E_step

Module Contents

E_step.get_leaf_Normalizing_Factors(leaves_idx: npt.NDArray[np.uintp], MSD: npt.NDArray[np.float64], EL: npt.NDArray[np.float64]) → npt.NDArray[np.float64]

Normalizing factor (NF) matrix and base case at the leaves.

Each element in this N by 1 matrix is the normalizing factor for each beta value calculation for each node. This normalizing factor is essentially the marginal observation distribution for a node.

This function gets the normalizing factor for the upward recursion only for the leaves. We first calculate the joint probability using the definition of conditional probability:

\(P(x_n = x | z_n = k) * P(z_n = k) = P(x_n = x , z_n = k)\), where n are the leaf nodes.

We can then sum this joint probability over k, which are the possible states z_n can be, and through the law of total probability, obtain the marginal observation distribution \(P(x_n = x) = sum_k ( P(x_n = x , z_n = k) ) = P(x_n = x)\).

Parameters
  • EL – The emissions likelihood

  • MSD – The marginal state distribution P(z_n = k)

Returns

normalizing factor. The marginal observation distribution P(x_n = x)

E_step.get_MSD(cell_to_parent: np.ndarray, pi: npt.NDArray[np.float64], T: npt.NDArray[np.float64]) → npt.NDArray[np.float64]

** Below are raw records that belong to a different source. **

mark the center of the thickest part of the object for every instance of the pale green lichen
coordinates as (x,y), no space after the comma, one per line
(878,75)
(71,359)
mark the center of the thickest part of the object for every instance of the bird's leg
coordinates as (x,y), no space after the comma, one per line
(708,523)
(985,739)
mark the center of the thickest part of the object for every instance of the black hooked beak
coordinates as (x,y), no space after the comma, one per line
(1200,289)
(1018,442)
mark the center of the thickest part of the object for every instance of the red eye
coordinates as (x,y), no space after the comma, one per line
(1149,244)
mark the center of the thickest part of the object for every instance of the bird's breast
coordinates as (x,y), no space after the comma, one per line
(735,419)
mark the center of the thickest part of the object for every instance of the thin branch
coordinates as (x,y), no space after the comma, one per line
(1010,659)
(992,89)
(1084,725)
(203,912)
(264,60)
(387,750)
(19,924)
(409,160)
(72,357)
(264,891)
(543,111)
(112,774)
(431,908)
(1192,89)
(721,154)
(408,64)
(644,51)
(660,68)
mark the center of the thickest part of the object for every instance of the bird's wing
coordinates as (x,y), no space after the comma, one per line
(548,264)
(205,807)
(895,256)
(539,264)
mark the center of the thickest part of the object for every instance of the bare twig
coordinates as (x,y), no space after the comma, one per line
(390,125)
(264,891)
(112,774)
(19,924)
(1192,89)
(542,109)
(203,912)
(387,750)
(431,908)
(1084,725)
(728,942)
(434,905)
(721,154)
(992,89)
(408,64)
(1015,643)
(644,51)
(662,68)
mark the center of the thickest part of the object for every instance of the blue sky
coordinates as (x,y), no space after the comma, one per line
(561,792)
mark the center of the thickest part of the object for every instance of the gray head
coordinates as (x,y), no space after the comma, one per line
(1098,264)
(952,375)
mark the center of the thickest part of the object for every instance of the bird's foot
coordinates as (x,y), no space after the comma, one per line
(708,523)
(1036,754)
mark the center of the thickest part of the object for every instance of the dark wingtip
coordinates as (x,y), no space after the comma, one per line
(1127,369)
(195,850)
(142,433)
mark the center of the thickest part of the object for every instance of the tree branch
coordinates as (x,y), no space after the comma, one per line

Marginal State Distribution (MSD) matrix by upward recursion. This is the probability that a hidden state variable \(z_n\) is of state k, that is, each value in the N by K MSD array for each lineage is the probability

\(P(z_n = k)\),

for all \(z_n\) in the hidden state tree and for all k in the total number of discrete states. Each MSD array is an N by K array (an entry for each cell and an entry for each state), and each lineage has its own MSD array.

Every element in MSD matrix is essentially sum over all transitions from any state to state j (from parent to daughter):

\(P(z_u = k) = \sum_j(Transition(j -> k) * P(parent_{cell_u}) = j)\)

Parameters
  • pi – Initial probabilities vector

  • T – State transitions matrix

Returns

The marginal state distribution

E_step.np_apply_along_axis(func1d, axis, arr)
E_step.get_beta(leaves_idx: npt.NDArray[np.uintp], cell_to_daughters: npt.NDArray[np.intp], T: npt.NDArray[np.float64], MSD: npt.NDArray[np.float64], EL: npt.NDArray[np.float64], NF: npt.NDArray[np.float64]) → npt.NDArray[np.float64]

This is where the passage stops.